Islam mengajarkan ummatnya senantiasa mengamalkan budaya kerja yang unggul dengan bersandarkan iman dan akhlaq. Bagi yang menyadari hakikat ini, mereka akan berusaha meningkatkan kualitas dan produktivitasnya setiap masa tanpa rasa jemu. Mereka akan sadar bahwa bekerja itu bukan sekadar tanggungjawab terhadap diri, keluarga, masyarakat dan negara semata, melainkan amanah Allah ‘azza wa jalla.
Betapa banyak di antara kita (pekerja) yang sadar tentang perkara ini. Banyak komunitas pekerja yang memandang remeh mengenai pekerjaan, bekerja sambil lalu, curi kesempatan, menggunakan fasilitas jabatan untuk kepentingan peribadi. Shalat di waktu kerja, sedangkan waktunya shalat diisi berbual kosong tanpa makna.
Membersihkan harta hasil dari jerih payah kita, hingga kita dan keluarga menikmatinya dengan nyaman dan aman.
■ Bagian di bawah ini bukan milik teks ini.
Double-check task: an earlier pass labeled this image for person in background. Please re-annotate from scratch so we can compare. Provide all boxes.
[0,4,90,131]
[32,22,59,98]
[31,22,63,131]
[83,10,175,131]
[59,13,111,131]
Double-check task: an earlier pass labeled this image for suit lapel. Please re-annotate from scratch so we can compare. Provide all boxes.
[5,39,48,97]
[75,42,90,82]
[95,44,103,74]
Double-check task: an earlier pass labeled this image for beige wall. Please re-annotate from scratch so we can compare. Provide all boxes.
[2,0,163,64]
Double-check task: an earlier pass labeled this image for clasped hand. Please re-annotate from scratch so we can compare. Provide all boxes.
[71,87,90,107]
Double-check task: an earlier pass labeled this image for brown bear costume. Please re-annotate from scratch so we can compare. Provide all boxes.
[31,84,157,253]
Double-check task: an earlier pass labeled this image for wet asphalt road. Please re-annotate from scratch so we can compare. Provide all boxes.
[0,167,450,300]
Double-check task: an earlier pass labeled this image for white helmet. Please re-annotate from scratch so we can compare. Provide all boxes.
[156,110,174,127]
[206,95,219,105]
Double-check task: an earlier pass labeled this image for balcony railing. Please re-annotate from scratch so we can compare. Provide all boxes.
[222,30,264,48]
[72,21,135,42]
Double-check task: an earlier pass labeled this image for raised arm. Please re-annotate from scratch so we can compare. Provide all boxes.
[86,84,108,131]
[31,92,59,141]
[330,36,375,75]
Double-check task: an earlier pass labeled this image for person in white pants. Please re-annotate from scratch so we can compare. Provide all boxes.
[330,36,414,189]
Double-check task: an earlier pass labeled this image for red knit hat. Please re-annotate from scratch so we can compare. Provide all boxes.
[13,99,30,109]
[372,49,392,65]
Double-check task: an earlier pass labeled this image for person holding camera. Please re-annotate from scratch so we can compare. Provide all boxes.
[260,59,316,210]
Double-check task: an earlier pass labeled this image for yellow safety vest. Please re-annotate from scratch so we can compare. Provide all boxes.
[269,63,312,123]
Benarlah firman Allah yang Maha kuasa: “Makanlah (wahai orang-orang yang beriman) dari apa yang telah dikaruniakan oleh Allah kepada kamu dari benda-benda yang halal lagi baik dan bersyukurlah akan nikmat Allah, jika benar kamu hanya menyembah Allah semata.” (QS. An-Nahl/ 16: 70).
Semoga keberkahan senantiasa tercurah bagi kita, sebagai ummat Rasulullaah shalallaahu ‘alaihi wa sallam yang tengah sama-sama berjuang, beribadah dan menunaikan amanah untuk meraih kemuliaanNya. Sekalipun masing-masing kita berbeda garapan dan bidangnya; Ada yang di Mesjid, ada yang di Sekolah. Ada yang bertugas memanage, ada pula yang beroperasi di lapangan. Ada yang bertugas Mengajar menjadi Guru dengan ilmunya, ada pula yang berkeringat deras guna menyiapkan perangkat dan sarana belajarnya.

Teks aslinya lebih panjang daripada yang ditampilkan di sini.